Where does all the money go?
The first thing to do is to look at your budget. Make a list of all your outgoings and see exactly how much money you can expect to be paying out each month. It may even be worth doing this before you've found your dream home to make sure you don't overstretch your finances early on. It's a good idea to set up a simple spreadsheet or budget calculator to help you keep track of your spending. Include regular monthly payments like loans and credit cards, the weekly food shop, commuting costs, as well as the smaller expenses that all add up at the end of the month - such as newspapers, your morning coffee, magazines and takeaways. And don't forget to factor in the television licence, any subscription television costs, broadband, mobile and landline bills.
By setting a budget from the start, you can see how much money you have available at the end of each month for all those house-related expenses such as your mortgage payments, buildings and contents insurance, life insurance, council tax, and utility bills. If you’re moving into a flat or a new build, remember to include any homeowners’ association fees (also known as 'service charges' or 'ground fees').
Now you know exactly how much money goes out each month, it's time to work out what you've got coming in. Simply make a note of all your income in a new column of your spreadsheet, and remember to include your salary, any tax credits or benefits you may claim. Subtract your total monthly outgoings from your total income to find out what disposable monthly income you have available. If you find you have very little or no disposable income i.e. your outgoings exceed the money you have coming in, you’ll need to go through your budget carefully to identify any areas you can make cutbacks or compromises. You could consider shopping around for a cheaper energy supplier, doing the weekly food shop at a discount supermarket, or car sharing with a work colleague.
When buying a home with a partner, it may be a good idea to open a joint bank account for your monthly outgoings and set up direct debits to keep all your bill payments in one place.
Pay back your debts as soon as possible
It’s important to try and repay any high interest debts you may have, such as your credit card or overdraft as soon as possible. It might seem like a financial strain for the first few months, especially when you begin making your mortgage payments on top of your other outgoings. But simply making the minimum monthly credit card repayment means you are only paying off the interest and not the balance. This will end up costing you more in the long run.

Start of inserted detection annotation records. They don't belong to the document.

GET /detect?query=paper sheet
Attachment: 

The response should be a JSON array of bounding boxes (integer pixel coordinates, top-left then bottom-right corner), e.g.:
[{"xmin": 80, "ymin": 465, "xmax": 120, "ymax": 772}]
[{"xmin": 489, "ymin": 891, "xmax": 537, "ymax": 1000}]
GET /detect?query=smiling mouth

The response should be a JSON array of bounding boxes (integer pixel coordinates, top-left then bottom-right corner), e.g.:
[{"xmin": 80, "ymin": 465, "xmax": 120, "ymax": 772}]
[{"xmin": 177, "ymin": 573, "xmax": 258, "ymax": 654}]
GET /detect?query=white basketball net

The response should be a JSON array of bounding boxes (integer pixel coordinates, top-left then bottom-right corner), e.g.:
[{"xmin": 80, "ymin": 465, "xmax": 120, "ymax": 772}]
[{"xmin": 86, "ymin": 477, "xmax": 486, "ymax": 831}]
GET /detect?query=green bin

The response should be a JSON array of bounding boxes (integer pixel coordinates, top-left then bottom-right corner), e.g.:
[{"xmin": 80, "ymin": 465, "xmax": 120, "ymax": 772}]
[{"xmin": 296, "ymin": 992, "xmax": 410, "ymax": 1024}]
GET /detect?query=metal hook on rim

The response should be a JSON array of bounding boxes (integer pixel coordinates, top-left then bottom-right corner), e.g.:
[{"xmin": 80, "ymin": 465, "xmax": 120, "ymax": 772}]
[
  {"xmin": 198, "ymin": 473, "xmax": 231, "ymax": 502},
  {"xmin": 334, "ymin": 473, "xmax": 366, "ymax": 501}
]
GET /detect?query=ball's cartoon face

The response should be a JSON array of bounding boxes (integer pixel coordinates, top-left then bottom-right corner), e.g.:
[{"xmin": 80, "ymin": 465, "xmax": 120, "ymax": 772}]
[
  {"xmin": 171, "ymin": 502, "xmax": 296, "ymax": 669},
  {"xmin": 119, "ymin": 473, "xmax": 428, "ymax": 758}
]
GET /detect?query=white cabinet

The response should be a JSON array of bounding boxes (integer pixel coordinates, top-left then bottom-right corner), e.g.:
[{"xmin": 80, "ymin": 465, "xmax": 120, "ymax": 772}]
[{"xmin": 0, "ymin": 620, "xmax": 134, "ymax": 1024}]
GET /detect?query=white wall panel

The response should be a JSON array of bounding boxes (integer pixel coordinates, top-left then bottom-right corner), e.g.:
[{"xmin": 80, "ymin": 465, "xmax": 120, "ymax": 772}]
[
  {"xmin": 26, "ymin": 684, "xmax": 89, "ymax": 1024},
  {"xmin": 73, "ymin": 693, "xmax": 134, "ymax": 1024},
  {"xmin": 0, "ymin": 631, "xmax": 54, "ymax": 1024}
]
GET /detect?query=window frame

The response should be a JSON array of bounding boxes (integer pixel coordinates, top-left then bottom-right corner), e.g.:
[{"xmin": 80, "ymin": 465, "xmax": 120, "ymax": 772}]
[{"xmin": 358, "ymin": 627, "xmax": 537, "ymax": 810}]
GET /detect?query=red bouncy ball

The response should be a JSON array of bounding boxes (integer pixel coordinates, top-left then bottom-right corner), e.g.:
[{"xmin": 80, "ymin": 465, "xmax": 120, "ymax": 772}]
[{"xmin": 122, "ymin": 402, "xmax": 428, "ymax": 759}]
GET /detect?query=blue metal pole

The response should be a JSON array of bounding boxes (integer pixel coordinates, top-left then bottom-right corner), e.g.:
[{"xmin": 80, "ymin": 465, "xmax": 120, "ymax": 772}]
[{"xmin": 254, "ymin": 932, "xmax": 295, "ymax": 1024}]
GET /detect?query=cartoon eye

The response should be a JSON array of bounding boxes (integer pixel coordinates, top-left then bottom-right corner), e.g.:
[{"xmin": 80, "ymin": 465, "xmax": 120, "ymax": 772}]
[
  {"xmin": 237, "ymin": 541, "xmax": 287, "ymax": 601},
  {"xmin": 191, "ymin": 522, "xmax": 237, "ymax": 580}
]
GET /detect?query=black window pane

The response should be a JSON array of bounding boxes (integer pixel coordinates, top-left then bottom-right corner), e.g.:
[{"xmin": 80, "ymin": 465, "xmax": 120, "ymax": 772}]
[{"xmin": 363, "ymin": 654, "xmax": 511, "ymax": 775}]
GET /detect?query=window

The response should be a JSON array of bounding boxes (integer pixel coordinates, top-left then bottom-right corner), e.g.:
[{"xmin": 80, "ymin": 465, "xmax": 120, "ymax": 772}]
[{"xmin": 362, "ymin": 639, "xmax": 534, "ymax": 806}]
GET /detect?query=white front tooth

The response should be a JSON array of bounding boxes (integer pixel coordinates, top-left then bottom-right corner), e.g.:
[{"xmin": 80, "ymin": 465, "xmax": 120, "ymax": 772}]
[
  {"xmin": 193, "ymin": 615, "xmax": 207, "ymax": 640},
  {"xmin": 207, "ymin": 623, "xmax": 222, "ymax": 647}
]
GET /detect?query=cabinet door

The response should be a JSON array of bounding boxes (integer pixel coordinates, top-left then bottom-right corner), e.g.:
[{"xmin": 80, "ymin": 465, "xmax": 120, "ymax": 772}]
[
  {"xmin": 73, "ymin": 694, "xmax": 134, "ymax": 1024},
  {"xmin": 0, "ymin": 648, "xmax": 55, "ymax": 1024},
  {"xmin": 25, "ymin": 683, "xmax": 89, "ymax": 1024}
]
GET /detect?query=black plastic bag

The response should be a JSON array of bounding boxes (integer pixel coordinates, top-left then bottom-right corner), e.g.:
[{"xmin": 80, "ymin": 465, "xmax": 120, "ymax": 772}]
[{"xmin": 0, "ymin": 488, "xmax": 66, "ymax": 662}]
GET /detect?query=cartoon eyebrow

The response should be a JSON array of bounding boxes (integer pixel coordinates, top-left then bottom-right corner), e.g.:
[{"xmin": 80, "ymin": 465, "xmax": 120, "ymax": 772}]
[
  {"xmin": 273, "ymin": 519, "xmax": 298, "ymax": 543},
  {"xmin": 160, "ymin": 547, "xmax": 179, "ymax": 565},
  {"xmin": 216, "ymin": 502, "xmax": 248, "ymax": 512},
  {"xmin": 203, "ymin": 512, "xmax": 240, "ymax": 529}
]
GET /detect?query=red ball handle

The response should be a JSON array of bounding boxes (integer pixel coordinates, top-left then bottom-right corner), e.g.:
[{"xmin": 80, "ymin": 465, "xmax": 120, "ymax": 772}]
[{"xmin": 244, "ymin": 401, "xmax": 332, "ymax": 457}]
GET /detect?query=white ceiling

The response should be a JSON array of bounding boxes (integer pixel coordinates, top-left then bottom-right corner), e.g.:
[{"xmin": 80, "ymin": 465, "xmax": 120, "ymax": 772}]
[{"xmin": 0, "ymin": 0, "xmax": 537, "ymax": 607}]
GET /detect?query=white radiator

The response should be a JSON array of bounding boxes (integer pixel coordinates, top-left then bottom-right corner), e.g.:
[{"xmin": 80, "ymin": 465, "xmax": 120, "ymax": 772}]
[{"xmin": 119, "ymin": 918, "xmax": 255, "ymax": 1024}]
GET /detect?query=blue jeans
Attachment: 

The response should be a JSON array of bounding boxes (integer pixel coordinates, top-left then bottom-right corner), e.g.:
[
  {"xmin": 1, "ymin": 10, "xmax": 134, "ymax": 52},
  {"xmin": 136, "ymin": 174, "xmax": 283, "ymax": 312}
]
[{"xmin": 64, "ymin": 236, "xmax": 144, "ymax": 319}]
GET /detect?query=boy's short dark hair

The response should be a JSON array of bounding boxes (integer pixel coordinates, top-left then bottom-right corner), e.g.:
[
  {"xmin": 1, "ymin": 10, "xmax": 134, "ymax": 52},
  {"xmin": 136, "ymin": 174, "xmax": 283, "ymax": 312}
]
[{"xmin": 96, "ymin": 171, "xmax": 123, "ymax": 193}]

When borrowing money from friends or family, make sure you set up a realistic repayment schedule you’re both happy with, which will allow you to pay the money back in a reasonable period of time without causing financial problems.
Carry on saving for a 'rainy day'
As a first-time buyer, there’s a good chance you’ll be using much of your savings for the deposit and additional costs associated with purchasing a house.
That doesn’t mean you should get out of the saving habit as it’s really important to have some money to cover unexpected expenses.
Whether you’ve bought a new build or have taken on a fixer-upper, sooner or later you will have up-keep costs, such as a broken boiler or a leaky roof, and it’s better to be prepared by having something in reserve to cover the cost of repairs.
You might find it useful to set up an easy access savings account so you can start building a fund for those unexpected expenses. You can put away money each month and you’ll be able to access it as and when you need it. Easy access cash ISAs also give you this option, without having to pay any tax on the interest you earn.
With a little forward planning and a good idea of your budget, you’ll be able to move in knowing all your finances are in place – so you are fully ready to enjoy living in your new home.